“Leuk at that, noo, wull ye? The sperity bit was takin' thae fou' vermin.” And again, when the muscles of his legs worked rhythmically, “He's rinnin' wi' the laddies or the braw soldiers on the braes.”
Bobby often woke from a dream with a start, looked dazed, and then foolish, at the vivid imaginings of sleep. But when, in a doze, he half stretched himself up on his short, shagged fore paws, flattened out, and then awoke and lay so, very still, for a time, it was Mistress Jeanie who said:
“Preserve us a'! The bonny wee was dreamin' o' his maister's deith, an' noo he's greetin' sair.”
At that she took her little stool and sat on the grave beside him. But Mr. Brown bit his teeth in his pipe, limped away, and stormed at his daft helper laddie, who didn't appear to know a violet from a burdock.

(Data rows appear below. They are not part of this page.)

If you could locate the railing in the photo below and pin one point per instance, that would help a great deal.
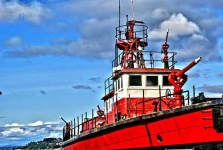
(140, 31)
(85, 123)
(149, 60)
(77, 124)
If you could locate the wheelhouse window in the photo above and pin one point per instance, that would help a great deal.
(119, 84)
(151, 80)
(166, 81)
(135, 80)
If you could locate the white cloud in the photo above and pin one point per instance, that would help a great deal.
(178, 25)
(14, 125)
(14, 41)
(35, 12)
(37, 123)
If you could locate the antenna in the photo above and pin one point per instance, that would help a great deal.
(133, 11)
(119, 14)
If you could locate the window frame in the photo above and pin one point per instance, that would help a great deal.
(131, 78)
(153, 85)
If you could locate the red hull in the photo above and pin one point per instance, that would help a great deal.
(188, 125)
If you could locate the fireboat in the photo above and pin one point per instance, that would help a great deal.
(145, 106)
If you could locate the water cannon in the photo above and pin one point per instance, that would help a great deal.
(178, 79)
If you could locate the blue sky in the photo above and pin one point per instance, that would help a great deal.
(55, 55)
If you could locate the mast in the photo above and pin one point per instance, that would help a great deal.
(165, 47)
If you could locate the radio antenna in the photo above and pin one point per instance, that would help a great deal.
(133, 11)
(119, 14)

Ah! who can doubt that, so deeply were scene and word graven on his memory, Bobby often lived again the hour of his bereavement, and heard Auld Jock's last words:
“Gang—awa'—hame—laddie!”
Homeless on earth, gude Auld Jock had gone to a place prepared for him. But his faithful little dog had no home. This sacred spot was merely his tarrying place, where he waited until such a time as that mysterious door should open for him, perchance to an equal sky, and he could slip through and find his master.
On the morning of the day when the Grand Leddy came Bobby watched the holiday crowd gather on Heriot's Hospital grounds. The mothers and sisters of hundreds of boys were there, looking on at the great match game of cricket. Bobby dropped over the wall and scampered about, taking a merry part in the play. When the pupils' procession was formed, and the long line of grinning and nudging laddies marched in to service in the chapel and dinner in the hall, he was set up over the kirkyard wall, hundreds of hands were waved to him, and voices called back: “Fareweel, Bobby!” Then the time-gun boomed from the Castle, and the little dog trotted up for his dinner and nap under the settle and his daily visit with Mr. Traill.
In fair weather, when the last guest had departed and the music bells of St. Giles had ceased playing, the landlord was fond of standing in his doorway, bareheaded and in shirt-sleeves and apron, to exchange opinions on politics, literature and religion, or to tell Bobby's story to what passers-by he could beguile into talk. At his feet, there, was a fine place for a sociable little dog to spend an hour. When he was ready to go Bobby set his paws upon Mr. Traill and waited for the landlord's hand to be laid on his head and the man to say, in the dialect the little dog best understood: “Bide a wee. Ye're no' needin' to gang sae sune, laddie!”
At that he dropped, barked politely, wagged his tail, and was off. If Mr. Traill really wanted to detain Bobby he had only to withhold the magic word “laddie,” that no one else had used toward the little dog since Auld Jock died. But if the word was too long in coming, Bobby would thrash his tail about impatiently, look up appealingly, and finally rise and beg and whimper.